Despite the fact that the population's awareness of coronary heart disease is high, few people still adhere to a healthy lifestyle in order to avoid the development of the problem.

Symptoms of the disease

Every person should know the main symptoms of this disease, since the earlier it was detected and steps were taken to improve the condition, the better it will be for the person himself.

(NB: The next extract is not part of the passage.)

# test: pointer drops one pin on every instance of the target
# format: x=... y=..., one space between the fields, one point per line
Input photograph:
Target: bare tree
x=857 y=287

So, the main symptoms of IBS include:

  • Painful sensations behind the sternum, which can be either pressing or squeezing. Mostly they are not strong, but still force a person, for example, to stop while walking
  • Burning sensation in the heart area
  • Painful sensations that appear at the moment when a person leaves the room in the cold
  • Attacks of pain can happen at any time; there is no clear dependence on day and night. True, many patients note that pain most often appears in autumn or winter, when the weather is very unstable and atmospheric pressure is constantly changing
  • The pain usually gets worse if the person wants to lie down. But if he sits down or stands up, the pain will either subside or go away altogether

It should also be said that attacks can occur either once a week or once every six months. But with a severe stage of the disease, they can occur every day, forcing a person to change his lifestyle.

Treatment of the disease. Nutrition

Quite often, many problems can be solved by changing your diet. And IBS is no exception. Of course, adding some products will not completely get rid of the disease, but it will significantly improve the condition and reduce the number of painful attacks quite possibly.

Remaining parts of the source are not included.